Our man at the Oscars!

Our man at the Oscars!
Friday, January 28, 2005 14:57 IST
By Santa Banta News Network
Ashwin Kumar, whose 15-minute film Little Terrorist has been nominated for the Oscars this year in the Short Film category, has said his film is about defining the India-Pakistan conflict post 9/11.

"After 9/11, there is a sense of branding people guilty before trial," tells Kumar. "I wanted to reflect the reality of the world after 9/11 as I understand it and through the experience of India and Pakistan. This is what I bring out in the film."

The film traces the journey of a young Pakistani boy who accidentally crosses the border between India and Pakistan in pursuit of his cricket ball and is instantly branded as a terrorist by security forces.

"They don't even think before they brand him a terrorist," said Kumar. "This is the sort of insensitivity that prevails."

Kumar is now deciding on when to go to Los Angeles to promote the film, made with a shoestring budget of 15,000 pounds, before the actual award ceremony.

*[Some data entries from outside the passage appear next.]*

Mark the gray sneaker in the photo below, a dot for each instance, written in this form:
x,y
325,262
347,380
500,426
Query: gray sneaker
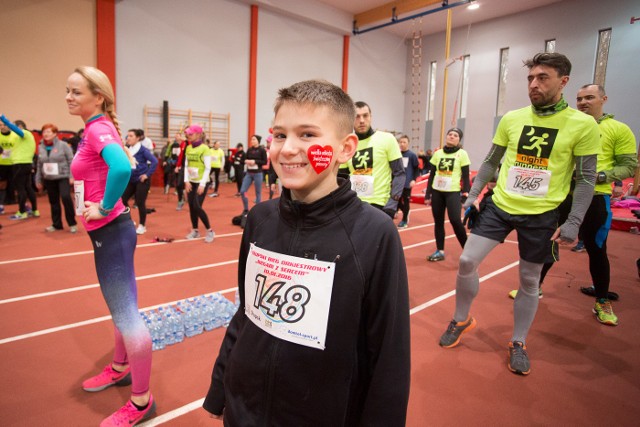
x,y
451,336
518,358
193,235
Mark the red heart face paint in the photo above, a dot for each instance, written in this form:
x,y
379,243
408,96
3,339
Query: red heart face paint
x,y
320,157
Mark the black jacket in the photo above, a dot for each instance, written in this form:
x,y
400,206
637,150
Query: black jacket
x,y
362,376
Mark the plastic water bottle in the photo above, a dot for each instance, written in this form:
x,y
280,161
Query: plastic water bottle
x,y
177,327
168,328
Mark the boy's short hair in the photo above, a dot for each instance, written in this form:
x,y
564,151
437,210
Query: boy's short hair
x,y
557,61
321,93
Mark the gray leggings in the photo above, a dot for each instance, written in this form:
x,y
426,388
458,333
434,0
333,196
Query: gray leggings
x,y
468,283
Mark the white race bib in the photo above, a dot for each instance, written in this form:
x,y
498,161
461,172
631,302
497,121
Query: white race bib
x,y
192,173
289,297
528,182
50,168
443,183
362,184
78,192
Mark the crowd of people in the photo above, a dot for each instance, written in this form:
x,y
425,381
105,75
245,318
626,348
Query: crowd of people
x,y
547,175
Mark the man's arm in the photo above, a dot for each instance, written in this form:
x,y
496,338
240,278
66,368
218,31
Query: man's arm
x,y
485,173
582,195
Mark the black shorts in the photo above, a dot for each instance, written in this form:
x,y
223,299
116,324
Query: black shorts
x,y
6,172
534,231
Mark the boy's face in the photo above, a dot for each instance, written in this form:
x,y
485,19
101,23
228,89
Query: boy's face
x,y
296,128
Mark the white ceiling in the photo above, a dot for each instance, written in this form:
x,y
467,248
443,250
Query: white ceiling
x,y
436,22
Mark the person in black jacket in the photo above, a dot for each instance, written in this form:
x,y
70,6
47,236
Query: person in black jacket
x,y
322,334
254,160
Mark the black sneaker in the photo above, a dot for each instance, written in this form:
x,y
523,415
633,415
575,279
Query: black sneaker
x,y
518,359
451,336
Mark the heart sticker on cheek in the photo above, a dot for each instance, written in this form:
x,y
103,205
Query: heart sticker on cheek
x,y
320,157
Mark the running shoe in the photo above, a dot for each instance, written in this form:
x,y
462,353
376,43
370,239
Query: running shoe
x,y
518,358
19,215
107,378
604,312
514,292
451,336
193,235
129,415
579,247
436,256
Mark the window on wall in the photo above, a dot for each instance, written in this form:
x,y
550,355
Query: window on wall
x,y
432,89
602,56
502,81
550,46
464,89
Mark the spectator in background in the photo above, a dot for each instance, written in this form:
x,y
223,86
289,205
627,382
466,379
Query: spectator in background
x,y
410,163
22,158
238,166
217,163
140,180
53,174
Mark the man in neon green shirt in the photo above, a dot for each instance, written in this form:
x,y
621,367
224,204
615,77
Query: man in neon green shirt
x,y
377,172
616,161
541,144
22,155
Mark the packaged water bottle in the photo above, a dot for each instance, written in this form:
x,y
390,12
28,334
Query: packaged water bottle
x,y
168,328
177,326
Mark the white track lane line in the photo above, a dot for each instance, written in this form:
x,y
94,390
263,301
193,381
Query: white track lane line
x,y
143,245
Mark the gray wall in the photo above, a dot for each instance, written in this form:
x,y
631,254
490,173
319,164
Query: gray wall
x,y
195,54
574,24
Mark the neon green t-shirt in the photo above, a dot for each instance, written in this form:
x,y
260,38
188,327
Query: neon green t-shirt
x,y
370,171
24,149
539,161
216,158
615,139
7,142
195,162
449,169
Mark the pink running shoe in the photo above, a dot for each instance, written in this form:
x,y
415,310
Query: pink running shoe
x,y
129,415
107,378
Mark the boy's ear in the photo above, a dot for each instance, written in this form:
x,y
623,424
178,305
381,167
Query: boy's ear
x,y
348,148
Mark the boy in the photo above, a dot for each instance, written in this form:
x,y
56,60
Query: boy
x,y
322,336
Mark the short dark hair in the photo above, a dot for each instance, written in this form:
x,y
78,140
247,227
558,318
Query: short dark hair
x,y
601,91
362,104
557,61
321,93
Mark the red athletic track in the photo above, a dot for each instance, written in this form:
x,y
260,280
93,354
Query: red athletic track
x,y
583,373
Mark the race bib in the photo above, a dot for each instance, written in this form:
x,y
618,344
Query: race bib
x,y
289,297
528,182
50,168
78,192
192,173
442,183
362,184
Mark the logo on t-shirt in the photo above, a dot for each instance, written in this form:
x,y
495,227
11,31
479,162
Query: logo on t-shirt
x,y
363,161
445,166
535,146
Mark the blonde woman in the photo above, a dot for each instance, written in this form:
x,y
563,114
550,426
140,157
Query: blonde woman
x,y
101,170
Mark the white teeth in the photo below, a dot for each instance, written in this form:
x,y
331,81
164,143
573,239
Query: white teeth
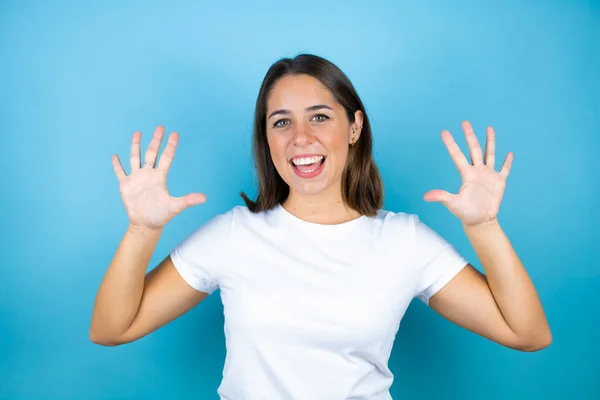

"I'm not sure whether we need to hire a publicist. I don't think short films need that but if we do, then we'll hire one," said Kumar, who got the crew for the film by posting an ad on the Internet.

"The ad said that I could pay people, couldn't pay for airfare but this was the script and if people wanted they could come and work on the film.

Around 15 people turned up.

"These were people I didn't know but people who really liked the script and turned up amid the sand dunes of Rajasthan for the shooting," said Kumar, who finished shooting in five days.

The film he said was his reaction to the way India and Pakistan worked with each other, and the way the world looked at their conflict.

"We have been living with conflict and terrorism for the last decade but America just woke up to terrorism, it seemed, after 9/11," said Kumar, who has been approached by television channels in Sweden and Australia for rights to screen the film.

Kumar's next film would be a full-length feature tentatively called The Forest and would star Irrfan Khan.

"It has a very strong conservation message. I've been going to forests since I was a child and wanted to make a film about how urban people react to nature," said Kumar, whose new film has a budget of $1.6 million.

On the cards is also a remake of Road To Ladakh, his first film about strangers who meet during a journey to the Himalayan heights of Ladakh. This film has a budget of $4 million and again stars Irrfan Khan.

Kumar also said he would be happy to participate in any peace initiative between India and Pakistan. "If I'm called upon, I shall do everything I can."